A bank is able to defend a claim that a swap agreement was unenforceable because it was ultra vires the counterparty by pointing to carefully crafted Additional Representations made in the ISDA documentation.
What is it about swap agreements that make some counterparties think they can simply walk away from them? Those readers who have followed the numerous kinds of "non-profit making organisations" varied attempts to side step swaps when they go bad may already have a feeling of déjà vu. This is the latest battle in this seemingly never ending war.
Credit Suisse entered into some swap agreements with Stichting Vestia Groep (SVG) a dutch social housing provider. Some of these swaps were more complicated than others. SVG accepted two of the simpler swaps were binding on it. It claimed Credit Suisse was not entitled to recover approximately Euro 80 million under the others because they were connected with transactions which were ultra vires SVG's objects as an organisation and that the individual SVG officers involved had no authority to sign them so as to bind SVG.
Credit Suisse claimed the swaps were good and tagged on an alternative claim for damages for breach of representations made by SVG in the ISDA Agreement and certain associated documents.
The Court held that of the five more complex transactions three were ultra vires SVG. Under English law that meant the transactions were void. On Credit Suisse's arguments that it was entitled to damages for breach of the representations made by SVG as to its capacity in the Master Agreement and a related management certificate the Court held this did not cure the ultra viresproblem or prevent SVG from arguing that the transactions were ineffective or the authority of the signatories limited.
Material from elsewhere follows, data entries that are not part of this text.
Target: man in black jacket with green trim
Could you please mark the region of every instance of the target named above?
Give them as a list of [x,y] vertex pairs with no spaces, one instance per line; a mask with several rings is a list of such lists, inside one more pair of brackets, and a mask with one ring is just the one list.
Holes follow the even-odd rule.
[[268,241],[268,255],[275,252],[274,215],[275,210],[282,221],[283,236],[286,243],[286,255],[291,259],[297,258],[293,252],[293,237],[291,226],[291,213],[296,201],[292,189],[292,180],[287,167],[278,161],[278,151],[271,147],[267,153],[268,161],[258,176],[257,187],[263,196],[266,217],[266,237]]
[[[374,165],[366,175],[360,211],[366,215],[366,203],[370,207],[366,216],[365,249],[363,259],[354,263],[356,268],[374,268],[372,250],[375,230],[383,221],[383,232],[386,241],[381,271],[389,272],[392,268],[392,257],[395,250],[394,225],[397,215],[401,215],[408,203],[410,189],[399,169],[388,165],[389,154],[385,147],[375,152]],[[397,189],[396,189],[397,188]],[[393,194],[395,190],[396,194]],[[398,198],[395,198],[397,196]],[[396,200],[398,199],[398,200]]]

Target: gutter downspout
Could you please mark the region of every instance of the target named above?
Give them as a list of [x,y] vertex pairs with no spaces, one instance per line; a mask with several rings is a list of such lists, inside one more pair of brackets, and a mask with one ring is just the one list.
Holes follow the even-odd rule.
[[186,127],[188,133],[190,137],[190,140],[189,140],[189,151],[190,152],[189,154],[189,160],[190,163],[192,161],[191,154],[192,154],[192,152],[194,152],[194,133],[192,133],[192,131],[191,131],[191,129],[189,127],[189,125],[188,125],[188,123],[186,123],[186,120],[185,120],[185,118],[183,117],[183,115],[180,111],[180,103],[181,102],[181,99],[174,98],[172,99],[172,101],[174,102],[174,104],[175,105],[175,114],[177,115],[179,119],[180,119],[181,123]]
However, it then looked at the Additional Representations specifically crafted for those transactions which were set out in the Schedule to the Master Agreement which were in the following form.
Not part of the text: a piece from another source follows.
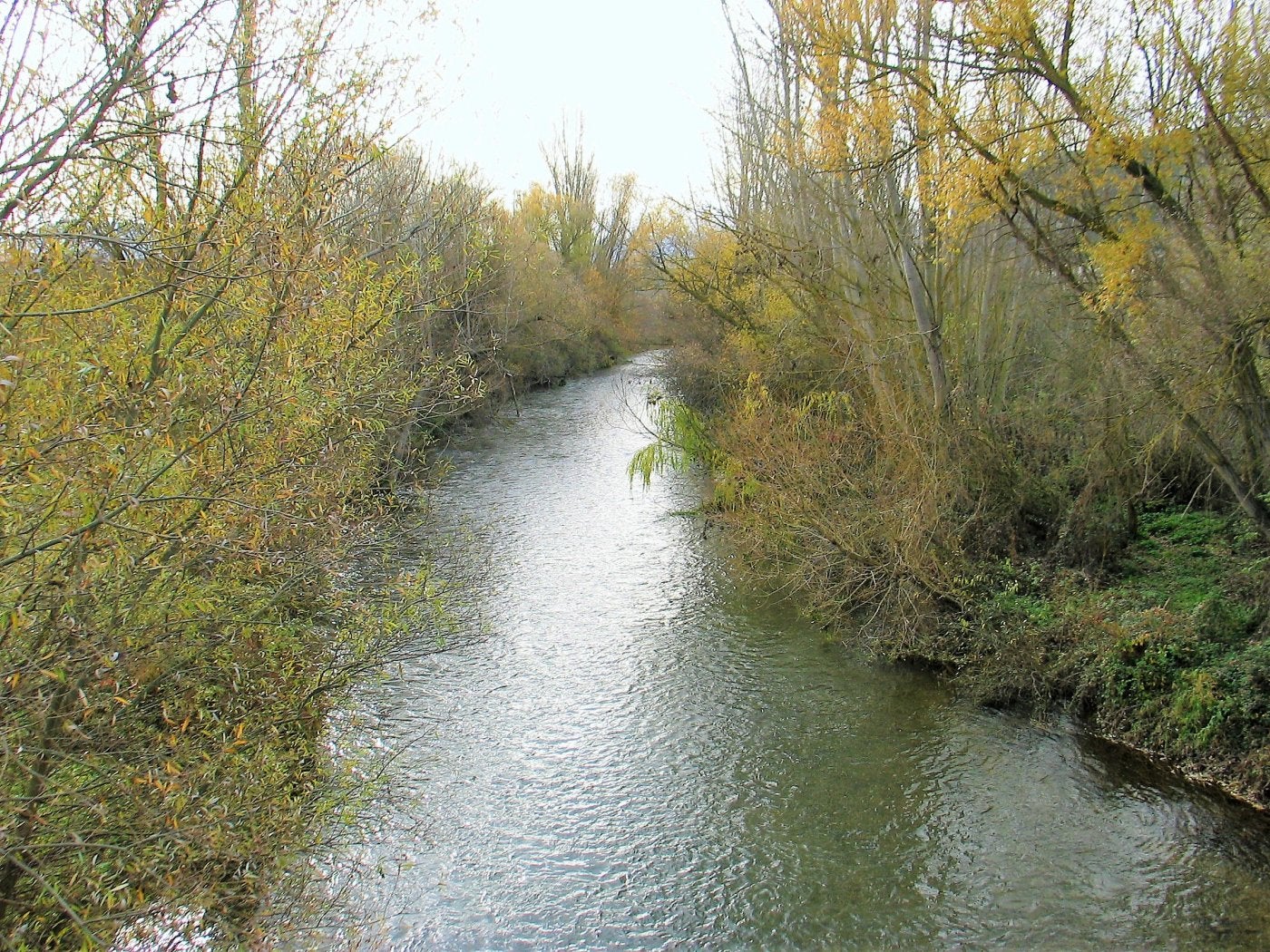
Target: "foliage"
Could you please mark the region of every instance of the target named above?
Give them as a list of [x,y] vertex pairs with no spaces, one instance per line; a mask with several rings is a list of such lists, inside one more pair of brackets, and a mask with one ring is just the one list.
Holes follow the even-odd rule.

"[SVG] hereby represents and warrants to [Credit Suisse] (which representations will be deemed to be repeated by [SVG] on each date on which a Transactions [sic] is entered into that:
- [SVG's] entry into and performance of its obligations under this Agreement and each Transaction hereunder is and will be in compliance with its articles of association (statuten), its financial rules (financieel statuut) and any other laws or regulations applicable to [SVG] from time to time including, but not limited to, the [BBSH] (as the same may be amended, supplemented or replaced); and
- [SVG] is entering into each Transaction purely for the purpose of hedging its exposures and not for the purpose of speculation".
The Court considered that these statements were intended by the parties to have contractual effect rather than being mere representations. As the judge stated at para 300:
"They unambiguously refer to [SVG] warranting to Credit Suisse the matters therein stated, and to my mind the parties clearly intended them to take effect as contractual undertakings as well as representations"
As a result of these statements having contractual effect – it meant SVG had in broad terms contractually promised Credit Suisse it would not enter into a Master Agreement for any transaction which was outside of its objects – SVG was prevented from taking the stance that its agreements were ultra vires. Credit Suisse could recover the sums due under those agreements. The Court also thought that Credit Suisse was entitled to damages for breach of these provisions which would be in a sum equal to the termination sums being claimed.
This case together with an earlier Court of Appeal decision Standard Chartered Bank v Ceylon Petroleum Corp,  EWCA Civ 1049 provides bank counterparties with a powerful suite of arguments with which to rebut any ultra vires or lack of capacity arguments by swap counterparties seeking to avoid liability. In the earlier case the Court of Appeal made it clear that the distinction that some counterparties seek to draw between transactions that "genuinely constituted hedges" and speculation is a false one which is not helpful in analysing these questions. In this case the Court has shown how a counterparty can protect itself against a later claim of ultra vires by adding express Additional Representations to cover off the point into a Schedule to the relevant Master Agreement. Although the judge criticised the drafting of these particular Additional Representations he still concluded they offered Credit Suisse full protection on the point.